Stabilising the unstable stablecoins
Stablecoins are in vogue, for good and bad reason. On the bright side, by being backed one-for one with hard currencies or near-money safe assets, at least allegedly, stablecoins hold the promise of functioning as privately produced money that could facilitate digital trade on distributed ledger technology (DLT) platform in the future.
To see this, one must recognise an important property that defines the acceptance of a money: no-questions-asked (NQA) principle.
Coined by Bengt Holmström, the 2016 Nobel Economics Prize winner, NQA means no due diligence is needed on the value of money used in a transaction. All parties to a transaction accept the money at par – a one-hundred-ringgit note means RM100, not a cent less.
The implication is enormous: banks will not put your transaction on hold to verify the value of your money when you wave your card to pay for a meal. Neither will the cashier waste time for physical verification if currency notes were presented. Just imagine how messily inefficient the payment system will be if otherwise occurred.
NQA also means no delay when it comes to redemption and convertibility. All banks shall do in the face of deposit withdrawals, for instance, is to let it be. Likewise, no parties to a transaction would question an exchange of a RM100 note for two RM50 notes or ten RM10 notes upon request.
For fiat currency, the trust is grounded upon central bank’s monopoly in currency notes issuance. For bank money, the trust is sealed by deposit insurance and access to central bank reserves.
Which brings me back to the viability of stablecoins as privately issued money. By what the trust on stablecoins can be underpinned? So far not much, other than the collateral in the form of cash and cash equivalents proportional to the stablecoins minted.
Tether, for instance, describes that “Every Tether token is always 100% backed by reserves, which include traditional currency and cash equivalents. Every Tether token is also 1-to-1 pegged to the dollar, so 1 USDT is always valued by Tether at 1 USD.”
Leaving aside the fact that Tether has been sued and fined $18.5 million for lying about its backing assets – less than 7% of its tokens were backed by cash and cash equivalents, the inner logic of a collateralised token is deeply flawed.
Now suppose the token is genuinely 100 percent tied up in perfectly safe and liquid assets. That simply means stablecoins are equivalent to but no better than cash. If so, what it is for to privately create a digital token, while the job can be carried out equally well by riskless central bank money?
But if the token is not fully backed by near-money safe assets, tokens become non-fungible, as the same tokens embody different intrinsic values when the collateralised assets are varying. Then the token users would need to consider whether to accept the token at face value in each transaction. After all, your $1 stablecoin is not worthy of my $1 stablecoin.
In this context, NQA principle is violated. Stablecoins are always vulnerable to runs, and therefore hard to use in transactions.
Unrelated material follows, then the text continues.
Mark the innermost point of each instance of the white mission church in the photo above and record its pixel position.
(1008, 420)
There is a family resemblance between the Free Banking Era of the 19th century in the United States and stablecoins. By passing the Free Banking Law first in Michigan in 1837 and last in Pennsylvania in 1860, more than a dozen of states changed the way banks were operated – anyone could just open a bank, but with a rule – banks had to back their note issuance one-for-one with state bonds.
Guess what? Bank notes were not economically efficient then as there was constant argument over the value of notes in transactions. NQA principle was broken. And there won’t be a functioning money when there is no NQA.
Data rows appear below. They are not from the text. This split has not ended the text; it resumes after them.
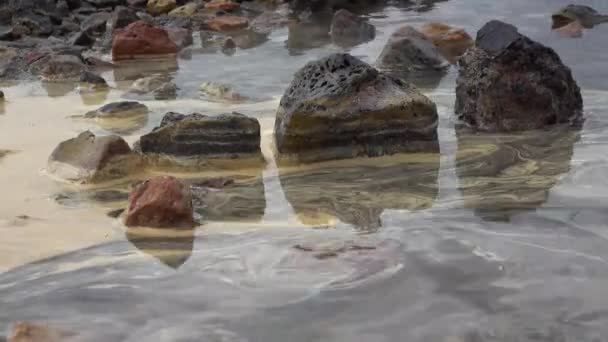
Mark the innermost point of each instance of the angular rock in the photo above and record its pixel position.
(348, 29)
(226, 136)
(118, 110)
(142, 39)
(180, 36)
(88, 158)
(157, 7)
(187, 10)
(410, 52)
(573, 30)
(122, 17)
(585, 15)
(340, 107)
(92, 81)
(452, 42)
(222, 5)
(162, 202)
(226, 23)
(60, 68)
(508, 82)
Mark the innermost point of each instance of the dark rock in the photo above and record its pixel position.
(88, 158)
(140, 38)
(508, 82)
(122, 17)
(226, 136)
(340, 107)
(160, 202)
(118, 110)
(347, 29)
(409, 53)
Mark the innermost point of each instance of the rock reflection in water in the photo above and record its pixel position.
(359, 193)
(501, 175)
(172, 247)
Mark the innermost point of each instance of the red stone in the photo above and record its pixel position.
(140, 39)
(162, 202)
(227, 23)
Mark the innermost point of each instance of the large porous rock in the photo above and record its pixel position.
(88, 158)
(341, 107)
(409, 52)
(162, 202)
(508, 82)
(118, 110)
(226, 136)
(452, 42)
(348, 29)
(142, 39)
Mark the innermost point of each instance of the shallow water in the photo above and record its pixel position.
(497, 238)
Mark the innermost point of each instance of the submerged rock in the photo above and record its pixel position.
(452, 42)
(118, 110)
(142, 39)
(341, 107)
(88, 158)
(409, 52)
(348, 29)
(161, 202)
(585, 15)
(220, 91)
(226, 136)
(508, 82)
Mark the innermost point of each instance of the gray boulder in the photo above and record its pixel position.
(341, 107)
(88, 158)
(226, 136)
(508, 82)
(410, 53)
(348, 29)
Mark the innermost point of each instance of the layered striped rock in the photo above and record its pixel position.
(340, 107)
(226, 136)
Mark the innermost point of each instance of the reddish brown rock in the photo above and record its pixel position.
(33, 332)
(227, 23)
(160, 202)
(223, 5)
(142, 39)
(573, 30)
(452, 42)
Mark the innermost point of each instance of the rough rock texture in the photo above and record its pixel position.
(347, 29)
(157, 7)
(223, 136)
(227, 23)
(509, 82)
(342, 107)
(452, 42)
(187, 10)
(88, 158)
(410, 52)
(58, 68)
(222, 5)
(24, 331)
(118, 110)
(162, 202)
(141, 39)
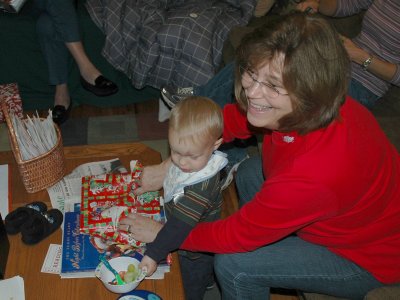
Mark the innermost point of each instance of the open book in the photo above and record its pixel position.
(12, 6)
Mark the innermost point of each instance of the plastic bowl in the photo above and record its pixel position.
(119, 264)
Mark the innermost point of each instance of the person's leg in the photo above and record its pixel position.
(64, 37)
(197, 274)
(291, 263)
(358, 92)
(220, 87)
(249, 178)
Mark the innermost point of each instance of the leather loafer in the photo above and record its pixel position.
(102, 86)
(61, 114)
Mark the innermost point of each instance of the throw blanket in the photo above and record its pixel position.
(160, 42)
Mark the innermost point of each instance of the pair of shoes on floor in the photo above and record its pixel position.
(172, 95)
(60, 114)
(34, 222)
(102, 86)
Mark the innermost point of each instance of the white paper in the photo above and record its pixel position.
(4, 201)
(52, 261)
(12, 288)
(67, 192)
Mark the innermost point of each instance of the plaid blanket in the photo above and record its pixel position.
(160, 42)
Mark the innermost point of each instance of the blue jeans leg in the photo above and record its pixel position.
(57, 24)
(220, 87)
(197, 273)
(291, 263)
(249, 178)
(358, 92)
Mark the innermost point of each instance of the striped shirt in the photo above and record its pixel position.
(379, 36)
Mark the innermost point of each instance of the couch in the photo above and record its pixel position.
(387, 112)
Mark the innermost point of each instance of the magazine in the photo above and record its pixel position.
(67, 192)
(12, 6)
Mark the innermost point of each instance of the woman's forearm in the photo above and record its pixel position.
(327, 7)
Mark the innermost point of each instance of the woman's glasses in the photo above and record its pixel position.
(249, 77)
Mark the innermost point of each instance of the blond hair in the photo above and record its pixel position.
(197, 119)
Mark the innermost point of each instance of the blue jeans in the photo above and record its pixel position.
(358, 92)
(197, 273)
(220, 87)
(290, 263)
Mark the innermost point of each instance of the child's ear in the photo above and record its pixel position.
(217, 144)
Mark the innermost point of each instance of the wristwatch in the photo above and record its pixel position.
(366, 63)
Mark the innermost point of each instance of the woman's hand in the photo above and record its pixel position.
(141, 228)
(355, 53)
(149, 264)
(308, 6)
(152, 177)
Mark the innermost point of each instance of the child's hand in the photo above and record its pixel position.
(149, 264)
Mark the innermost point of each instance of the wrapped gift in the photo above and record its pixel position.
(10, 94)
(108, 198)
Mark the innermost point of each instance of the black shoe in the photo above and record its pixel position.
(172, 95)
(15, 219)
(102, 86)
(60, 113)
(41, 225)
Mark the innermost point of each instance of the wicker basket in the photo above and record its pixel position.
(40, 172)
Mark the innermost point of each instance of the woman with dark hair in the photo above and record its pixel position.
(320, 209)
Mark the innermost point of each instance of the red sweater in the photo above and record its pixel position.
(338, 187)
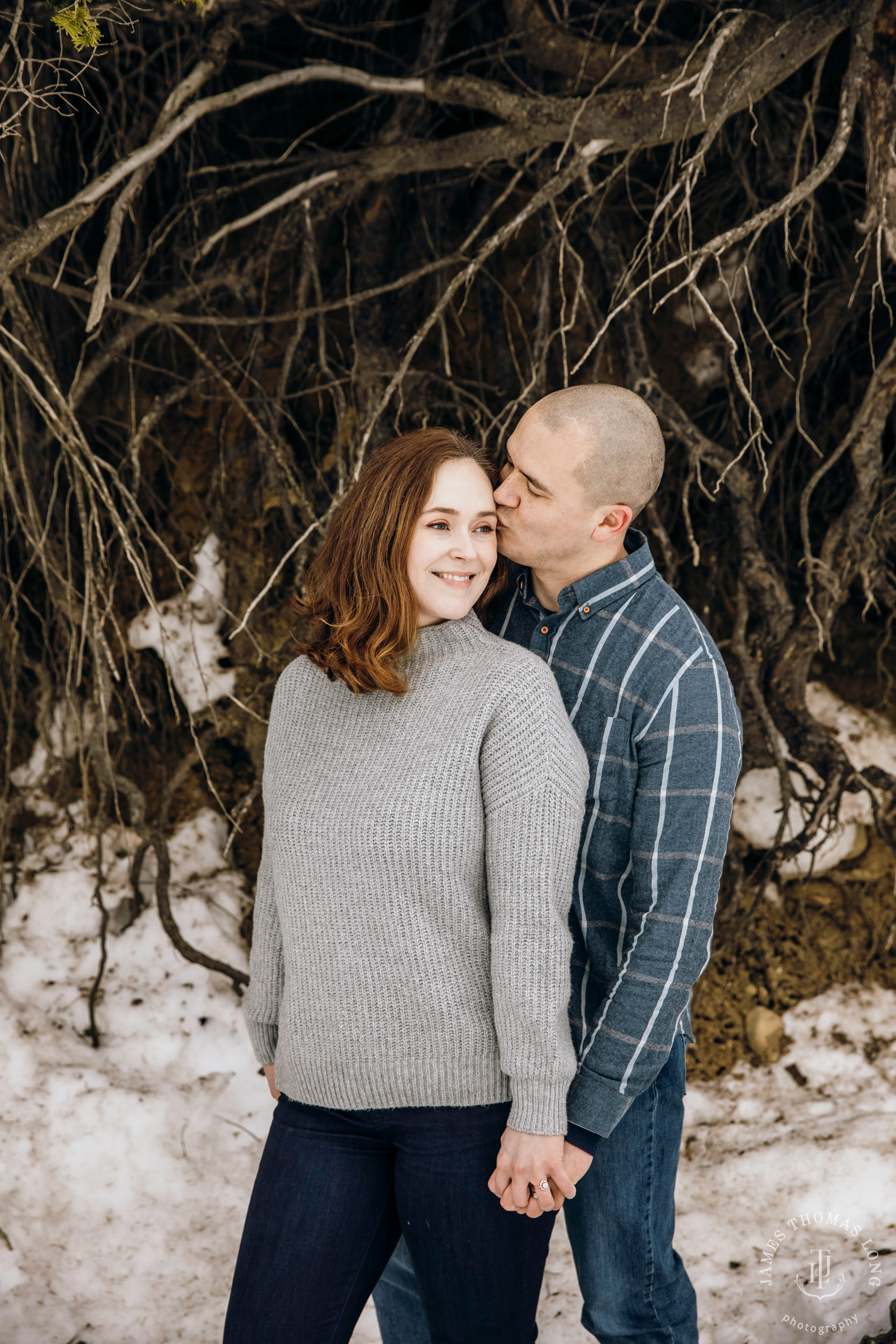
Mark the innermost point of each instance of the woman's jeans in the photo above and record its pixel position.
(336, 1190)
(621, 1224)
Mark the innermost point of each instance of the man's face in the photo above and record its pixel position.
(544, 518)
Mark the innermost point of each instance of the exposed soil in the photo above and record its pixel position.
(809, 936)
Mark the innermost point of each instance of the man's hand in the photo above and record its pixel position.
(577, 1163)
(524, 1162)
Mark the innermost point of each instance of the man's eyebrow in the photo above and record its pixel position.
(529, 479)
(484, 512)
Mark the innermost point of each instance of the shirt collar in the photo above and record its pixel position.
(590, 593)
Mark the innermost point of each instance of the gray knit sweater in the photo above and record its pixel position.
(410, 936)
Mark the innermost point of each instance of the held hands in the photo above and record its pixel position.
(524, 1162)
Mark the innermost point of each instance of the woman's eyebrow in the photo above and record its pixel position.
(484, 512)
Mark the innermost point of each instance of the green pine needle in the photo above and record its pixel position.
(78, 23)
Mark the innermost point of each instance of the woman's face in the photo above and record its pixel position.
(453, 549)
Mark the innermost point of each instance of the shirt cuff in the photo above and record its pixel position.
(583, 1139)
(264, 1039)
(597, 1104)
(537, 1108)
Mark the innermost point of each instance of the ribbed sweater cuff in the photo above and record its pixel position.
(537, 1108)
(264, 1039)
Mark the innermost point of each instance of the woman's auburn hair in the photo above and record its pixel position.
(361, 608)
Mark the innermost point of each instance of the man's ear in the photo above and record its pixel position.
(613, 522)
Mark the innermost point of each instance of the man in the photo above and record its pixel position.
(649, 697)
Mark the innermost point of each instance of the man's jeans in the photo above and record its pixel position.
(621, 1222)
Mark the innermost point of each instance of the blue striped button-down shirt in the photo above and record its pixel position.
(649, 697)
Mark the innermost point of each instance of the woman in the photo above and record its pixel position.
(424, 797)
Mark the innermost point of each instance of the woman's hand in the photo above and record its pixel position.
(524, 1162)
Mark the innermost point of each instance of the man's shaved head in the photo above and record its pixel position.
(625, 452)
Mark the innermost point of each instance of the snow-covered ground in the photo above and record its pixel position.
(125, 1171)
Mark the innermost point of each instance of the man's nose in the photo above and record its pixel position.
(505, 494)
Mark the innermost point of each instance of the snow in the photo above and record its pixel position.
(68, 732)
(184, 633)
(867, 738)
(125, 1171)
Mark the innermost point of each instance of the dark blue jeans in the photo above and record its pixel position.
(621, 1222)
(334, 1194)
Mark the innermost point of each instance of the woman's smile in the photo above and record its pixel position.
(457, 580)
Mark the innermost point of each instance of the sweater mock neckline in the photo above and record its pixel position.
(434, 641)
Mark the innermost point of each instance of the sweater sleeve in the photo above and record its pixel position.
(534, 785)
(267, 979)
(261, 1003)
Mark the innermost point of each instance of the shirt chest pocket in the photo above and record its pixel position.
(614, 773)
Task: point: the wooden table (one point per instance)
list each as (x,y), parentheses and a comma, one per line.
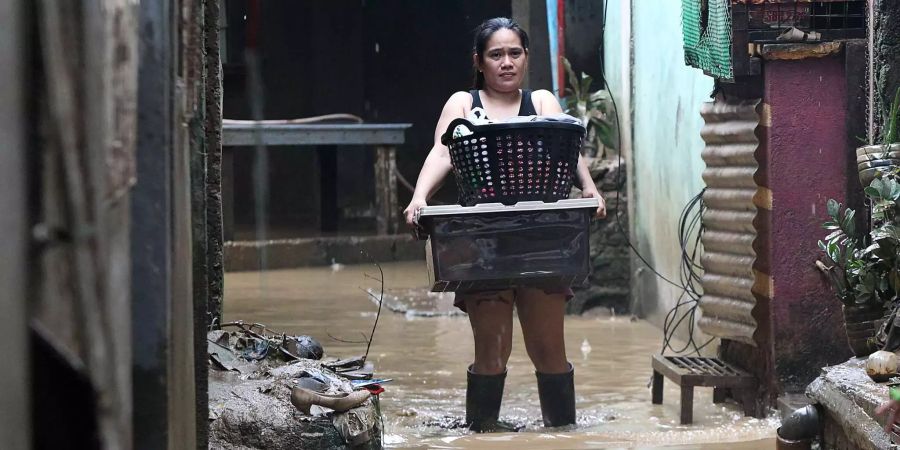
(691,371)
(385,138)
Later in 1863 the National Bank Act was passed. National banks that could issue national bank notes were established. Privately issued bank notes were penalised out of existence, giving way to national bank notes that ended of the free banking era.
If history is any guide, the parallelity is clear: stablecoins are likely to be replaced by the coming central bank digital currencies that can also circulate on a DLT platform. No privately produced monies, however collateralised, can be as good as a properly run central bank monies.
Unless central bank digital currencies are designed for use only among financial intermediaries. Then other private digital monies like stablecoins can co-exist to serve the wider economy on retail front. But to transform stablecoins into the equivalent public money, the one-to-one peg to national central bank digital coins must be backed by central bank reserves. Stablecoins cannot become a stable money until this occurs.
By leveraging the prevailing well-functioning banking and payment system, another option is to tokenise the bank deposits. These tokens would represent a claim on the bank, just as a debit card holder drawing on her saving deposits does. Tokens are then backed by deposits, which, in turn, are backed fractionally by central bank reserves and deposit insurance. As such, fungibility is restored, and NQA principle is naturally effectuated.
While stablecoins in its current form are inherently unstable, we certainly don’t want to throw baby out with bathwater by putting more nails in stablecoins’ coffin. But rather, if we believe that digital exchanges enabled by DLT platform are here to stay and proliferate in the future, sorting out a viable form for privately produced money that can be used to grease the wheel of digital exchanges is a more productive way out.